At the Edison Electric Institute’s annual convention this week, Warren Buffett briefly forgot how many billions of dollars his investment firm, Berkshire Hathaway, has invested in solar and wind projects. As Bloomberg reports, Buffett “had to rely on a deputy, Greg Abel, to remind him just how much they’d committed.” To date, that number rests at $15 billion. But, “without missing a beat,” Bloomberg reports, “Buffett responded: ‘There’s another $15 billion ready to go, as far as I’m concerned.’” You go, Warren!
Berkshire Hathaway has a history of investment in advanced energy, and he’s not the only one. USA Today ran a piece on “Why Buffett, Apple, Google love solar power.” Between the success of Ivanpah in the Mojave Desert and a dramatic decline of solar prices, the solar market in particular (and advanced energy in general) is ripe for growth.
And why not? AEE recently released a report on 40 advanced energy technologies that reduce greenhouse gas emissions and represent a huge economic opportunity, as EPA goes about regulating carbon emissions from the electric power sector. Get the report by clicking below.
Google also made headlines this week with plans to produce tools for utilities. According to Bloomberg, Google is “in the early stages” of creating software and hardware to manage grid infrastructure and power lines. The team leading the effort is being run by Arun Majumbdar, former head of ARPA-E and vice president of Google’s energy unit.
Greentech Media dug a little deeper into what Google’s plans might actually be, publishing a “rundown of some of its [renewable] energy and energy management efforts underway to date,” including more than $1 billion in investment in solar and wind projects and infrastructure and the company’s role as a stakeholder in the Atlantic Wind Connection, the so-called “backbone” of offshore wind. Greentech Media also points out Google’s smart grid capacity from Google Maps and its partnership with GE’s Smallworld management software. Is this the answer to Utility Dive’s question from January, “Is Google becoming an energy company?”
Late last month Google also said that the company is using “machine learning” to optimize energy use in their global data centers. Using over five years’ worth of data, Google engineer Timothy Gao created a machine learning program to predict, with incredible accuracy, expected power usage efficiency at Google’s data centers at any given time. Google can use the technology to determine how best to increase data center energy efficiency and which sites would benefit most from incorporation of advanced energy measures such as on-campus renewable energy and fuel cells.
It’s not just Google using computer smarts for the benefit of advanced energy. This week, IBM announced that it has been using machine learning to get the most out of advanced energy technologies with its project Watt-sun (not to be confused with Watson, IBM’s artificial intelligence engine that famously beat Jeopardy! champion Ken Jennings). Watt-sun created a platform that combines forecasting models from a multitude of organizations, both private and public. Watt-sun then provides the data—and a lot of it—for current environmental conditions.
The last word for this week goes to The Archimedes, a small-scale wind turbine built for residential and commercial use by a Dutch tech firm. Although it operates on the same principles as traditional wind turbines, its unique screw-like design allows the turbine to capture wind coming from multiple directions.

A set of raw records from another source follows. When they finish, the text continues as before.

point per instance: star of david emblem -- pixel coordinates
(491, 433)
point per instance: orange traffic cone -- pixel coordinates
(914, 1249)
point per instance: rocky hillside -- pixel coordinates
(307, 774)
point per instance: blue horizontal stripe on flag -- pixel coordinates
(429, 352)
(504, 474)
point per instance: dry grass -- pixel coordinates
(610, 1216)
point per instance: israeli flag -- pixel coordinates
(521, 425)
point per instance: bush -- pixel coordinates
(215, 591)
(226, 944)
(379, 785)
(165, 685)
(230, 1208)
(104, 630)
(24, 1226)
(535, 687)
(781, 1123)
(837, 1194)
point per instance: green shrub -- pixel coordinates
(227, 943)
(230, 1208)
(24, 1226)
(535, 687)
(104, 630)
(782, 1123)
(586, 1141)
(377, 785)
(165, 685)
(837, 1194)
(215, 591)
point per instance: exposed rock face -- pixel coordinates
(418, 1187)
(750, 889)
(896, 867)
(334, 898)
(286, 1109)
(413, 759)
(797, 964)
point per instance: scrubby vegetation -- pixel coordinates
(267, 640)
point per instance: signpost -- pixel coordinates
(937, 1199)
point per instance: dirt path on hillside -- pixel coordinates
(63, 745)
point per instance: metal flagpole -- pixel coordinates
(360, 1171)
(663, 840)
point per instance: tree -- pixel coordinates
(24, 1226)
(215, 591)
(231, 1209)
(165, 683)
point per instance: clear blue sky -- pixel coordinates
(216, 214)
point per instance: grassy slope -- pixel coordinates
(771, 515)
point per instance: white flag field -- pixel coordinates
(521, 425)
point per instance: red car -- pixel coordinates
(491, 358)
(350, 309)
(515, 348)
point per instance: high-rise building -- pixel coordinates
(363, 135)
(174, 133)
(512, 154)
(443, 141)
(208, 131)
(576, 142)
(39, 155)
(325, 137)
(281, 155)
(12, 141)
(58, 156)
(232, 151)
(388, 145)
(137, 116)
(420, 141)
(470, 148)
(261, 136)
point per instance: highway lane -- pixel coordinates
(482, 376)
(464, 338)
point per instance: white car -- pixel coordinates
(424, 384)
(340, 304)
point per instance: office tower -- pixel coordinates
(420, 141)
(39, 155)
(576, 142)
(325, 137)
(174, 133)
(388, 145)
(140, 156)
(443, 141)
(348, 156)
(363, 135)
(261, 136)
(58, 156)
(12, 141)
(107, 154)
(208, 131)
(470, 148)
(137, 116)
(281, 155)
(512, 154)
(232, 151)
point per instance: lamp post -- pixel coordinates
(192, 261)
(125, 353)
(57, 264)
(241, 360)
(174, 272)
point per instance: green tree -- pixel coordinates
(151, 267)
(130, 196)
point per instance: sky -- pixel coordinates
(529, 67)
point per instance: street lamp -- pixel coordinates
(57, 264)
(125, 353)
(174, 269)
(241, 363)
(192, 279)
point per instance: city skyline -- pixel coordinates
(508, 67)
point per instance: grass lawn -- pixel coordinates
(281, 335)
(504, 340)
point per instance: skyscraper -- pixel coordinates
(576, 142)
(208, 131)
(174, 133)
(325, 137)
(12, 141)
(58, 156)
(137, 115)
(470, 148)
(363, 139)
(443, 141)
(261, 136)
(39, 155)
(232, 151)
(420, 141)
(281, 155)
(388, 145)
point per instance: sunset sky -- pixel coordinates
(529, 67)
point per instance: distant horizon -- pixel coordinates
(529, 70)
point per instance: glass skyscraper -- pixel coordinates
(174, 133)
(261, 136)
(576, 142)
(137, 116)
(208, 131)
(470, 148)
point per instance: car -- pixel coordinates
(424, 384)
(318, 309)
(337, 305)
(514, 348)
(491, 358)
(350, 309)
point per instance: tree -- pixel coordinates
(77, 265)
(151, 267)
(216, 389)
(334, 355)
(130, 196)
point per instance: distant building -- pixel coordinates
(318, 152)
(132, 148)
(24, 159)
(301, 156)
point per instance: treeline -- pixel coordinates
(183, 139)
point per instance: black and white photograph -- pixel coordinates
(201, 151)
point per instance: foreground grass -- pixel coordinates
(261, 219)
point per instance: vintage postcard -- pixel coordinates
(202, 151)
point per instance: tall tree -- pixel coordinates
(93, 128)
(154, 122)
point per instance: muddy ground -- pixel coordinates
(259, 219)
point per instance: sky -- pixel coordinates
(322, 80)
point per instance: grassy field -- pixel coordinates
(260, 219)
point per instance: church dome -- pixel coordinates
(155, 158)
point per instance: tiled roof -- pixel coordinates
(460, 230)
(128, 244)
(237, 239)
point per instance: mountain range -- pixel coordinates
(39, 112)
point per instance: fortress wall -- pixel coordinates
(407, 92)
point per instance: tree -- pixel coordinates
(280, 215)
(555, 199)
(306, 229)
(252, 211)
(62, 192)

“With regular turbines, efficiency may sometimes drop depending on the angle of wind,” says Marinus Mieremet, the company’s co-founder and CTO in an interview with the Washington Post. “But the way ours is designed, it’s able to catch the wind head-on, whatever direction it blows, by automatically adjusting for the optimal wind position, sort of like a weather vane.”
It doesn’t hurt that they look pretty cool, too.